Dr. John D. Telecky, Head of Westminster's Education Department had high expectations for his students, clearly in academic matters, but also in attire. Education majors were expected to 'dress for success' while attending Education classes. For male students, that meant dress slacks, shoes, shirt and tie; for female students it meant a knee length (not mini) dress or skirt, stockings, and two-inch heels.
Another popular, quintessential-tweeds, jaunty cap, mustache, pipe and intellectual persona--professor, who shall remain nameless, was frequently seen chatting informally with small groups of students on the spacious Westminster grounds or in the break room. Majors in his discipline soared during his brief, but influential tenure, but as suddenly as his rise to popularity had been, the ever-present professor was soon a 'real no-where man.'
Rumor had it that rather than a doctorate in his professed academic area of expertise, his credentials actually consisted of a mail order doctor of divinity degree that, upon discovery, caused the once ever-present professor to disappear. That departure prompted a tongue-in-cheek tweaking of Abe Lincoln's statement relevant to the absentee professor, 'You can fool some of the people all of the time, all of the people some of the time, but you can't fool all of the people all of the time,' in Westminster's student newspaper, The Parson.
Overall Assessment of Westminster in the late 60's
The late 60's was a great period of time for students at small liberal arts colleges, like Westminster-a unique opportunity to become involved and interact personally with practically all other students and faculty. Unfortunately, many of those colleges became anachronisms and closed their doors for financial or curriculum relevancy-related reasons in the years that followed.
Curriculum relevancy at Westminster during that period was high overall, particularly in its Education and Nursing Programs, which had excellent reputations. Moreover, a review of alumni during from that same period reflects overall career success among most Westminster graduates, many of whom successfully pursued advanced degrees as well, demonstrating that, overall, Westminster did offer a quality academic program, relevant for the times.
Westminster College survived the 1970's, though clearly in a different manifestation.

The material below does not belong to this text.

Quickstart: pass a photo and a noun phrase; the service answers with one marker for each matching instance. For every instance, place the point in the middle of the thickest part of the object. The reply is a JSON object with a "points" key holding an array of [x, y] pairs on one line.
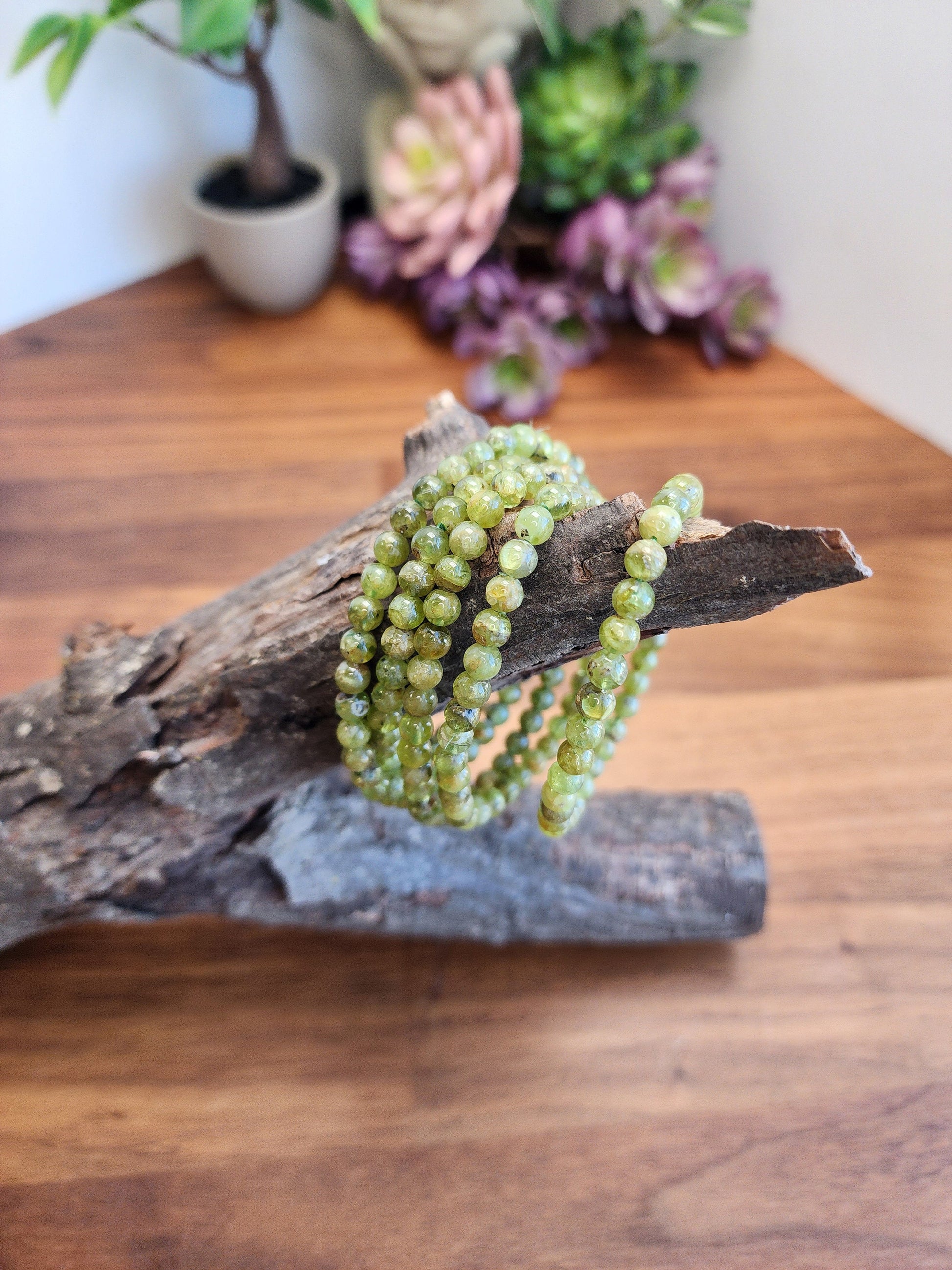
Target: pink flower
{"points": [[743, 319], [688, 183], [677, 274], [568, 314], [523, 370], [452, 173], [483, 293], [371, 253]]}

In 1974, it dropped its affiliation with the Presbyterian Church including its 'Parson' mascot. In 1979, Athletics were also dropped, for financial reasons. Though many of those programs were reinstated, football, considered a college institution by some, was not.
Westminster's current academic program has expanded to include more career-focused curriculum, related internships, and graduate programs. New buildings including an expanded library have also been added. Friends and benefactors of the college have been generous with their donations in an effort to ensure its future.
Westminster is also reaching out to improve its community relations. Its geographic expansion has been met with mixed reviews. Encroachment into the surrounding residential area has not been well accepted, though most, but not all area residents are enthusiastic about Westminster's, pending construction in progress, move into the Sugar House business district. Clearly its future is more certain today than it was in the early 1970's.